L'expérience de Kauffmann nous invite également à réfléchir aux différences culturelles en général, et au "commerce" en particulier (au sens large) - les convenances, la politesse, le don, la gratitude, l'amitié : « Puisqu'ils n'en veulent qu'à mes cadeaux, nous ne serons pas amis, voilà tout. Avec ce statut, ils obtiendraient pourtant beaucoup plus de moi. Dans mon pays, on peut tout donner par camaraderie. Mais à quoi reconnaît-on ses amis ? » (p. 192) - réflexion de l'auteur face à la manie de ses hôtes de tendre la deuxième main après avoir reçu un cadeau...

Alors, qui sont les Hadza ? « [...] des bandes dont la moitié au moins était constituée de délinquants en fuite ou d'agriculteurs trop feignants [...] pour travailler la terre ? » (Erich Obst, début du XXe siècle).

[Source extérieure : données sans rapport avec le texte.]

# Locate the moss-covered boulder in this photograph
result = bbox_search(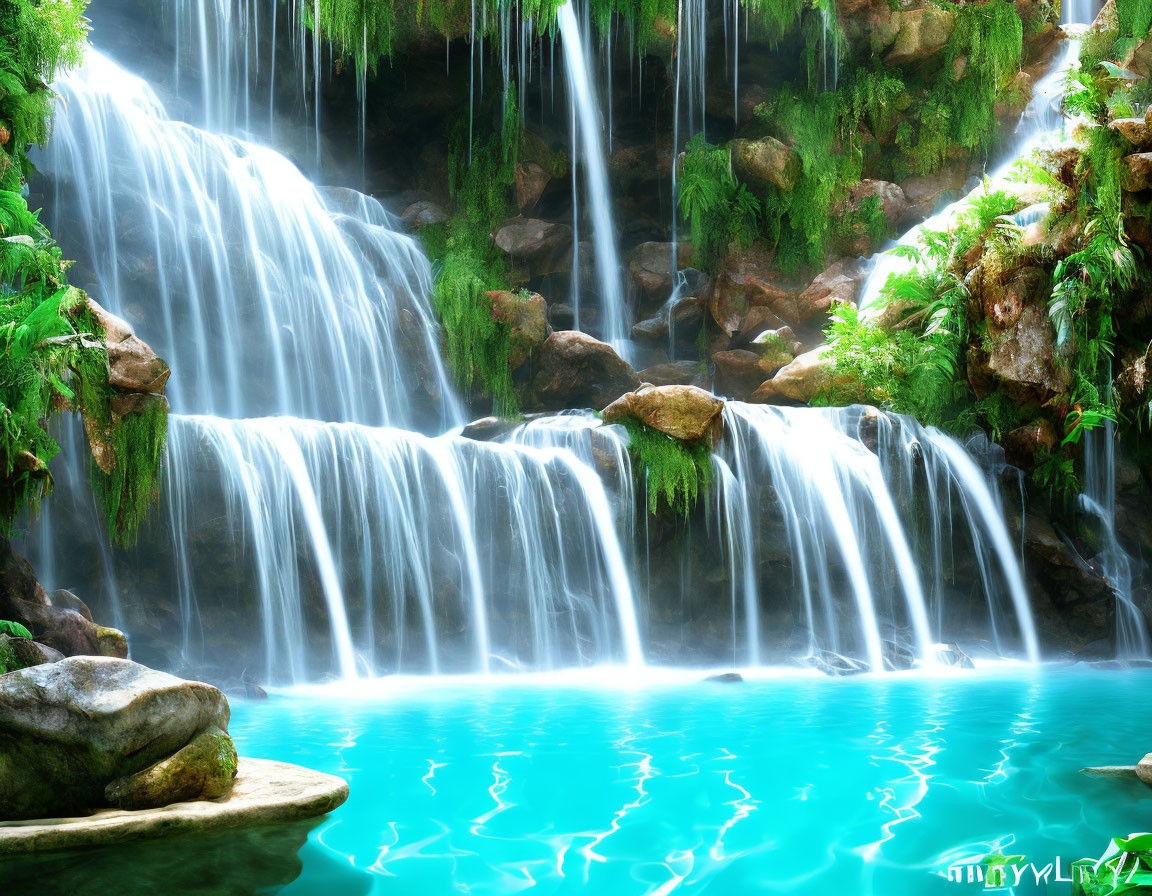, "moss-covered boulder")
[104,726,236,808]
[0,656,235,819]
[604,386,723,442]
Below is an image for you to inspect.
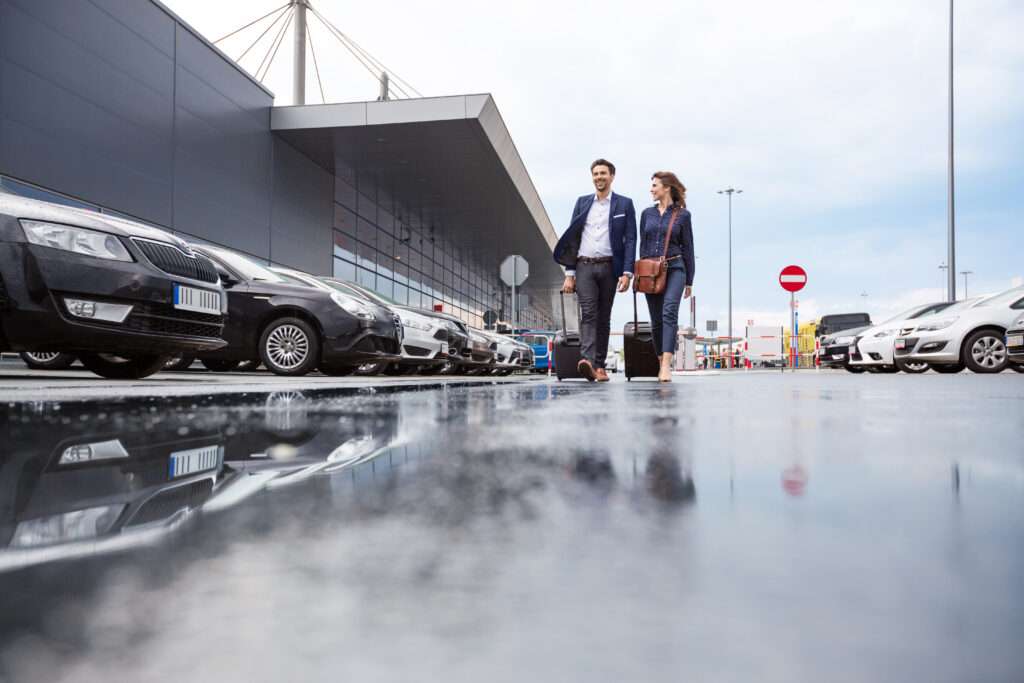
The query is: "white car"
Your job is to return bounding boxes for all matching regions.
[894,287,1024,373]
[850,301,952,373]
[270,266,451,375]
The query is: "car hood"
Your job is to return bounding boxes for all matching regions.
[0,195,191,249]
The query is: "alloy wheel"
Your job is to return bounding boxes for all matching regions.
[971,336,1007,370]
[266,325,309,370]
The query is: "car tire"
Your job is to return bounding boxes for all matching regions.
[79,353,168,380]
[894,358,931,375]
[316,366,359,377]
[18,351,76,370]
[961,328,1010,375]
[164,353,196,371]
[200,358,240,373]
[259,317,319,377]
[930,362,967,375]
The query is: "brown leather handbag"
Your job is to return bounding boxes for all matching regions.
[633,209,679,294]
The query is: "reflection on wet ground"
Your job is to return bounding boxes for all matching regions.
[0,375,1024,682]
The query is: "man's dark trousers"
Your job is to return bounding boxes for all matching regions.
[577,258,617,368]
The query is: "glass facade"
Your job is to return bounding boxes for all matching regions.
[333,162,552,328]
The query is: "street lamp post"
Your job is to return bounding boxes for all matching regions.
[718,187,743,370]
[961,270,974,299]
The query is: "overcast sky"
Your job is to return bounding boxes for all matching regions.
[164,0,1024,332]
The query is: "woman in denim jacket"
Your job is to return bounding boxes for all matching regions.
[640,171,693,382]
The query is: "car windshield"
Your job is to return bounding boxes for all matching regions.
[202,247,286,287]
[976,287,1024,308]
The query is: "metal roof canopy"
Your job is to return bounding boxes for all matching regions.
[270,94,562,312]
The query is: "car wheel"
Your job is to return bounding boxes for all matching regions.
[79,353,167,380]
[164,353,196,370]
[259,317,319,377]
[316,366,358,377]
[355,360,391,377]
[963,330,1010,374]
[929,362,967,375]
[18,351,75,370]
[895,358,930,375]
[200,358,239,373]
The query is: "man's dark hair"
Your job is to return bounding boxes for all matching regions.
[590,159,615,175]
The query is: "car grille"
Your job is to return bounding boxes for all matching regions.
[133,240,217,283]
[125,478,213,527]
[121,303,224,337]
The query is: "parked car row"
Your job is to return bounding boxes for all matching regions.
[821,287,1024,374]
[0,195,535,379]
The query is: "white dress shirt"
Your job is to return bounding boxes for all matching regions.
[565,193,633,278]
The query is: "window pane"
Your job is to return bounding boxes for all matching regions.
[334,258,355,283]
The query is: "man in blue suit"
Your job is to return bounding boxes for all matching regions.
[554,159,637,382]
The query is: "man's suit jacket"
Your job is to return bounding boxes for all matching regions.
[554,193,637,278]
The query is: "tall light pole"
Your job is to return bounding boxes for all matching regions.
[961,270,974,299]
[292,0,306,104]
[718,187,743,369]
[946,0,956,301]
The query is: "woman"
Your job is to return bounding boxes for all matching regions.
[640,171,693,382]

Quoi qu'il en soit, un peuple qui sait garder des singularités malgré les intrusions, et les rôles qu'on leur demande de jouer : « Si les Hadza ne sont que mille, s'ils sont démunis, si leurs terrains de chasse s'amenuisent d'une année à l'autre, ils ne continuent pas moins à se distinguer des autres peuples, parlant une langue singulière, refusant toute accumulation de biens, toute hiérarchie, toute religion. » (p. 219)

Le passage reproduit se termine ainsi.